Kıdem tazminat gelir vergisinden muaf olup sadece damga vergisine tabidir. 2023 yılı 2. Dönemi için (31/12/2023’e kadar) kıdem tazminatı tavanı Hazine ve Maliye Bakanlığı tarafından 23.489,83 TL olarak açıklanmış bulunuyor. Bir işçinin kıdem tazminatına hak kazanabilmesi için aynı işverenin işyeri veya işyerlerinde en az 1 yıl sürekli çalışması gerekir. İşçi 5 yıllık zamanaşımı süresi içinde kıdem tazminatı talebiyle dava açmadığı takdirde haklı gerekçeler yoksa bu hakkından mahrum kalır.

Altmış yıla yakın bir süreden beri ülkemizde kıdem tazminatı bir sorun olarak tartışılmaktadır. Bu süre içinde sorunun çözümü için çok sayıda çözüm önerisi ortaya atılmış, tartışılmış, hatta sırf bu sorunu görüşmek üzere çalışma meclisleri toplanmıştır. Çözüm önerileri arasında üzerinde en fazla durulan; bu tazminatın devlet güvencesi altında, işverenlerin sorumluluğunda bir fondan karşılanmasıdır.

Kıdem tazminatı konusunda bir reform niteliğinde bir düzenlemeye ihtiyaç vardır. Öngörülen yeni sistemle ilgili; işçi ve işveren kesiminden bazı eleştiriler olmasına rağmen, sistemin hayata geçmesiyle eski sistemden daha sağlıklı ve avantajlı bir sitem olduğu görülüyor. Burada iki önemli husus çok önemlidir.
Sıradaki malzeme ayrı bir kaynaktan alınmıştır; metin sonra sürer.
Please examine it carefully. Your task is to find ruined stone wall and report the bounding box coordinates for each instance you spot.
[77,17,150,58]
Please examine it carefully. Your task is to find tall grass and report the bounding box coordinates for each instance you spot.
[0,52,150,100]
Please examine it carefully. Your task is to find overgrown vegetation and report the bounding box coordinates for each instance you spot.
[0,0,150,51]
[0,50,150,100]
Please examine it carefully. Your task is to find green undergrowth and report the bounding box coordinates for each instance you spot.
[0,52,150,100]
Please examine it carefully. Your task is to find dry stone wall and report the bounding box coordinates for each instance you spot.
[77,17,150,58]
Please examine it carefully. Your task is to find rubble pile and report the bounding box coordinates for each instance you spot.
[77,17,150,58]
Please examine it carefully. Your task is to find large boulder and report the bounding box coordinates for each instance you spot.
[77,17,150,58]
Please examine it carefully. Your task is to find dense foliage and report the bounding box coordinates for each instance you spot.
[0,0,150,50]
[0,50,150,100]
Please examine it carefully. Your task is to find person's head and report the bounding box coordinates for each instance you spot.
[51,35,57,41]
Birincisi; eski hakların nasıl korunacağı, ikincisi ise, bundan sonrası için eski çalışanlar ile yeni işe girenler arasındaki intibakın nasıl sağlanacağıdır. İşveren ve işçi kesiminin ve kamuoyunda konuyu işleyenlerin çalışmayı yakından takip ederek sağlıklı ve uygulanabilir görüş ve önerileri dile getirmeleri gerekiyor.